Comenzó sus entrenamientos más intensos; “sentí que podía estar y podía llegar”. Así lo cuenta cuando se prepara para iniciar el campeonato de clubs en enero y antes de iniciar varios torneos que le pondrán a punto para la temporada. Sus palabras denotan motivación, y hace falta para entrenar hasta tres días en frontón y otro par de ellos a la semana de manera más física. Es un deporte exigente y así se lo toma, además de lo que le aporta el apoyo de los suyos y del público en general, que tanto valora. Por suerte no tiene lesiones que destacar más que una rotura de fibras algo “guerrera”, de aquella época en la que entrenaba “muy exagerado” atletismo y pelota. Cuenta cómo quiza esa rotura le estaba llevando a su lugar en la pelota, porque fue ahí cuando tomó la decisión.
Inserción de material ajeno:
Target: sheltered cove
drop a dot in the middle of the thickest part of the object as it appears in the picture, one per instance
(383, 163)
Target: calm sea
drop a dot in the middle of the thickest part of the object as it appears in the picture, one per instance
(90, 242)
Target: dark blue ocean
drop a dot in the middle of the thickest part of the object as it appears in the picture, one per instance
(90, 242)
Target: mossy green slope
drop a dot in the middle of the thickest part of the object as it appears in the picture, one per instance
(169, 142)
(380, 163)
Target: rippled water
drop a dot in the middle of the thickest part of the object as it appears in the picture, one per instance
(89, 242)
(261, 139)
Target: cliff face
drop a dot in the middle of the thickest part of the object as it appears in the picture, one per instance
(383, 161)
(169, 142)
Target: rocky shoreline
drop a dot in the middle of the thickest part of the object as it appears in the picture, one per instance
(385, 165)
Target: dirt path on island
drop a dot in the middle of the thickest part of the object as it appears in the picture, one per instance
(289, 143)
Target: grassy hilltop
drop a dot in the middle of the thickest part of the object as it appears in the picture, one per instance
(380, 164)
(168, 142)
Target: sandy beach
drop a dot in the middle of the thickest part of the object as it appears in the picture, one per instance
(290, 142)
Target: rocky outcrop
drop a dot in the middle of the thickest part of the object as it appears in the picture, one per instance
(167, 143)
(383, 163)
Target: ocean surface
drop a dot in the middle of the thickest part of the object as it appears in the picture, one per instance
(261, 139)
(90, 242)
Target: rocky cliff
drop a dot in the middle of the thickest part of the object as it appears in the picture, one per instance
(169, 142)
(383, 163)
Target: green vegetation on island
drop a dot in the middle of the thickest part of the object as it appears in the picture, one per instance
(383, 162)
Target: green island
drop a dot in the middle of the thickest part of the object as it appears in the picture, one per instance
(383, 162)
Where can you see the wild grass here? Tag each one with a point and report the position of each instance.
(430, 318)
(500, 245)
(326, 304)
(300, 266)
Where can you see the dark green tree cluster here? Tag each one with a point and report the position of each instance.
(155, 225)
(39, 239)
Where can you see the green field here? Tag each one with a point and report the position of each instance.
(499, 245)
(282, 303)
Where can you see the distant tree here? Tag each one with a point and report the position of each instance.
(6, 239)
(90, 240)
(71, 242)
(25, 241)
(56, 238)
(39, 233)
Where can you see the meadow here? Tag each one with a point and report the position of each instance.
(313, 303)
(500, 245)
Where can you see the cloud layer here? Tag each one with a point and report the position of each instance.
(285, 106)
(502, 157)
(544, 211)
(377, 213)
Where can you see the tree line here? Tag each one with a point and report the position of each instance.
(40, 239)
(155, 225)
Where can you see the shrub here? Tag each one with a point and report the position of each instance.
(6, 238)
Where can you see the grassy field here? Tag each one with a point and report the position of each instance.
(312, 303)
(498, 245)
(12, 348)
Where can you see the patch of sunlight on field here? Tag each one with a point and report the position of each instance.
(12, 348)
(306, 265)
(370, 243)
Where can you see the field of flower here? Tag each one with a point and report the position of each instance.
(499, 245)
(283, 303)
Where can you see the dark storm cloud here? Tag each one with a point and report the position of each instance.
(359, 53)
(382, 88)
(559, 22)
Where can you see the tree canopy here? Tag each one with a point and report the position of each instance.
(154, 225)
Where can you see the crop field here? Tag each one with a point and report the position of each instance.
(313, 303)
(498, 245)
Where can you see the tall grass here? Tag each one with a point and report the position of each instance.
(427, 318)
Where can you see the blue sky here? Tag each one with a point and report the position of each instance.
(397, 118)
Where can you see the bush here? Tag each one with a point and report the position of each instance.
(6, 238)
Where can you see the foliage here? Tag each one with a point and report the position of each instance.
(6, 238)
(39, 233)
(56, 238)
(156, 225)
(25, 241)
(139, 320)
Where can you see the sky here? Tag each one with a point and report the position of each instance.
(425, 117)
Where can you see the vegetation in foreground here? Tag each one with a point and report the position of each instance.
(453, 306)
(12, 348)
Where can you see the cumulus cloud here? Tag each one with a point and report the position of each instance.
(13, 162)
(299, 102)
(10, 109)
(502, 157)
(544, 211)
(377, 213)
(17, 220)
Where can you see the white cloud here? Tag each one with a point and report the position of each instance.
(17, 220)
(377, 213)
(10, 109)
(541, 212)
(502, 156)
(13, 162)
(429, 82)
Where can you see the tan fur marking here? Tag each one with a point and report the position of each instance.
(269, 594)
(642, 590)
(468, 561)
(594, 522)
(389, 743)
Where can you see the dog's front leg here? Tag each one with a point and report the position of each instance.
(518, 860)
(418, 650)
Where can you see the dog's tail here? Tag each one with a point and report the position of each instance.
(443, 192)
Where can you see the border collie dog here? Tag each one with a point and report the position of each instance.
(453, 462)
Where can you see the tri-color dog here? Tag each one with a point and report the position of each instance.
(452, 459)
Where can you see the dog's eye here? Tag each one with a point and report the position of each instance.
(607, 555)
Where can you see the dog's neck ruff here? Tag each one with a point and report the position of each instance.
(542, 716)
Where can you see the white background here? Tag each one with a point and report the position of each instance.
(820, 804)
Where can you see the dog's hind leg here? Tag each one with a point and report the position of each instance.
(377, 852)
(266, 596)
Su momento más especial en su intensa carrera fue el Campeonato Mundial de 2016. Ese oro sub-22 supo a triunfo en muchos aspectos en Barcelona, además de un punto de inflexión. El nivel que se consigue en esa competición hace que el oro sea aún más meritorio, pero todo lo que vino después, hace pensar que ese oro estaba destinado a alguien como Carlos. Desde ese momento, la pelota empezó a ocupar algo más; fue un triunfo mediático y como explica él mismo, supuso “aire fresco”. Entiende que otros deportes “son los que mueven”, pero “ver que hay otras motivaciones y conseguir que no se olviden de la pelota” fue todo un logro digno de resaltar. Cuenta emocionado que los más mayores se alegraban de que un “chaval de Segovia” fuera campeón, devolviendo así la ilusión a todos los que en otros años tuvieron contacto con este deporte. Reconoce que no se cubre lo suficiente y que además, el periodismo no está “metido en pelota”. Pero igualmente sabe que ahora es distinto, al menos en la zona de Segovia y Valladolid, entre Vallelado e Íscar, donde entrena, juega y es muy seguido.

Afronta la temporada con muchas ganas, también se nota en su predisposición. Y del futuro en este deporte habla por sus compañeros. Ha jugado con gente de 40 años en plena forma, pero sabe que debe cuidarse sus hombros, los que más sufren con una pala tan pesada. No es agresivo pero sí requiere entrenamiento para evitar que hombros y rodillas no sufran de más. “Aquí influye la genética, la suerte y lo que te cuides”, explica. Así se conciencia de que debe estar en plena forma, y hace todo lo posible para ello con buenos resultados, como se lleva viendo estos años.

Ahora pertenece al Club de Pelota Puertas Bamar de Íscar pero sigue haciendo vida en Vallelado, entrenando con sus vecinos y compartiendo ilusión con los más pequeños que quieren disfrutar desde dentro de este deporte. Afirma que los chavales están implicados y que sí ha notado que los triunfos han valido “para ver que sí se puede”. Él los aconseja, los acompaña, juega con ellos, y ve cómo estos chicos “entrenan con más ganas”.
Desde 2016, es consciente de que sí hay espacio para la pelota, para las palas y para deportes que se salgan de lo convencional. Que los navarros y los vascos tengan solera en este deporte es algo que Carlos Baeza se está encargando de contrarrestar; hay sitio para muchos campeones, también segovianos. Así que con su pala y sus ganas, para Baeza empieza otra temporada que seguro tendrá su espacio en los medios gracias a sus éxitos.